A coffin then is both numerically symbolic of the number six, but as it is a skewed hexagon, the meaning behind six becomes slightly skewed. While still numerically the most ordered number, the coffin is symbolic of death and decomposition and contrasts with sixes connected nature. The coffin then is close to Faulkner’s own use of six. He employs the values of six to create a tightly knit experience that is actually an experience of decomposition (both of the family, and literally of the body of Addie).
When talking about Faulkner’s efficient use of language the number six springs to mind immediately.
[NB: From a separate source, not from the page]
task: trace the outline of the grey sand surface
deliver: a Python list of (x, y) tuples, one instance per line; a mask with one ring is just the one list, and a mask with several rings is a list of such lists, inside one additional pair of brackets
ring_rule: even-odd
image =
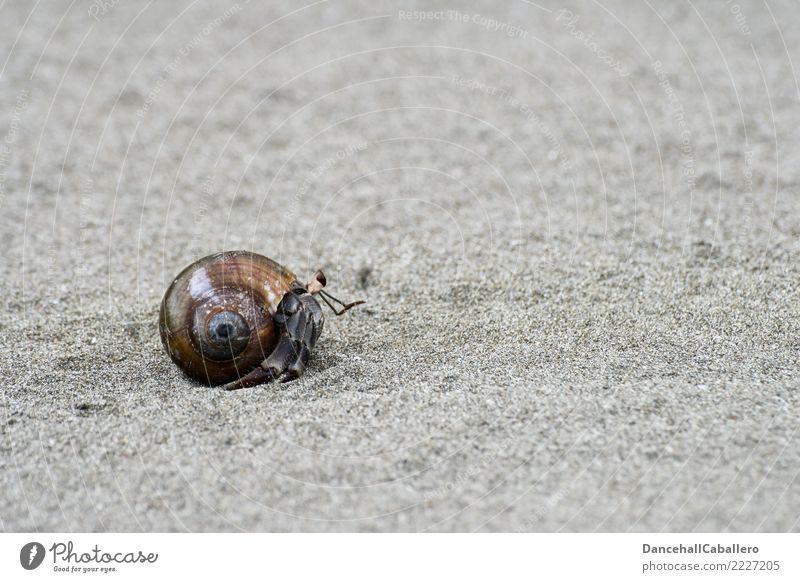
[[(0, 8), (0, 530), (798, 529), (797, 3), (91, 6)], [(368, 303), (197, 385), (223, 249)]]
With its extreme efficiency and ability to have many parts working together as a seamless whole, six is able to represent Faulkner’s use of multithreaded narratives that intertwine to form one cohesive novel. Six is a structurally flexible number just as the narrative is extremely flexible. Faulkner can pick and choose who relates each experience and in doing so adds layers of information to the plot. Sections where Faulkner wants to create a detached feeling are told either by townsfolk or the catatonic Cash, but he has the ability to use highly emotional characters such as Jewel to emphasize a point.
Six is a precise number and Faulkner’s style is equally precise. His characters are meticulously shaped from their actions, to their words, down to their basic thought processes. From a connectivity level, six is seen as the magic number that connects all humans to one another in just as many steps. Although the townsfolk are usually only one degree away from the Bundrens, it is interesting to see how Faulkner brings his other stories into play in As I Lay Dying. Specifically, Tull mentions a neighbor who may have the provisions that Anse needs. That person is Flem Snopes who is the protagonist in a trilogy that Faulkner later released. He managed to not only create Snopes in passing, but transform him from a passing remark into an entire trilogy. Like a hexagon within a circle, Faulkner creates complicated yet purposeful connections within a space that is highly efficient at filling that space.
No other number represents so strict a discipline as the number six which is in turn exactly how Faulkner constructs his novel. There are no vagaries, or rather there are no meaningless loose ends, in As I Lay Dying, there are snug tight relations. The irony of the meticulous nature of the novel is the apparent downward spiral towards chaos that the entire family is bent on. It is as though Faulkner realized that a loosely created story that begets a loosely tied family that falls apart is apropos and boring, but degeneration within a solid foundation is beautiful enough to grasp the reader.